Speech enhancement involves processing either degraded speech signals or clean speech that is expected to be degraded in the future, where the goal of processing is to improve the quality and intelligibility of speech for the human listener. Though it is possible to enhance speech that is not degraded, such as by high pass filtering to increase perceived crispness and clarity, some of the most significant contributions that can be made by speech enhancement techniques is in reducing noise degradation of the signal. The applications of speech enhancement are numerous. Examples include correction for room reverberation effects, reduction of noise in speech to improve vocoder performance and improvement of un-degraded speech for people with impaired hearing. The degradation can be as different as room echoes, additive random noise, multiplicative or convolutional noise, and competing speakers. Approaches differ, depending on the context of the problem. One significant problem is that of speech degraded by additive random noise, particularly in the context of a Harmonic Excitation Linear Predictive Speech Coder H-LPC).
The selection of an error criteria by which speech enhancement systems are optimized and compared is of central importance, but there is no absolute best set of criteria. Ultimately, the selected criteria must relate to the subjective evaluation by a human listener, and should take into account traits of auditory perception. An example of a system that exploits certain perceptual aspects of speech is that developed by Drucker, as described in “Speech Processing in a High Ambient Noise Environment”, IEEE Trans. On AudioElectroacoustics, Vol.: Au-16, pp: 165-168, June 1968. Based on experimental findings, Drucker concluded that a primary cause for intelligibility loss in speech degraded by wide-band noise is confusion between fricatives and plosive sounds, which is partially due to a loss of short pauses immediately before the plosive sounds. Drucker reports a significant improvement in intelligibility after high pass filtering the /s/ fricative and inserting short pauses before the plosive sounds. However, Drucker's assumption that the plosive sounds can be accurately determined limits the usefulness of the system.

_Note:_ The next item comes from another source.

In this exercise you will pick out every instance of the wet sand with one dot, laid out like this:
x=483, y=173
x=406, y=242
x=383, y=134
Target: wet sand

Many speech enhancement techniques take a more mathematical approach, which are empirically matched to human perception. An example of a mathematical criterion that is useful in matching short time spectral magnitudes, a perceptually important characterization of speech, is the mean squared error (MSE). A computational advantage to using this criteria is that the minimum MSE reduces to a linear set of equations. Other factors, however, can make an “optimally small” MSE misleading. In the case of speech degraded by narrow-band noise, which is considerably less comfortable to listen to than wide-band noise, wide-band noise can be added to mask the more unpleasant narrow-band noise. This technique makes the mean squared error larger.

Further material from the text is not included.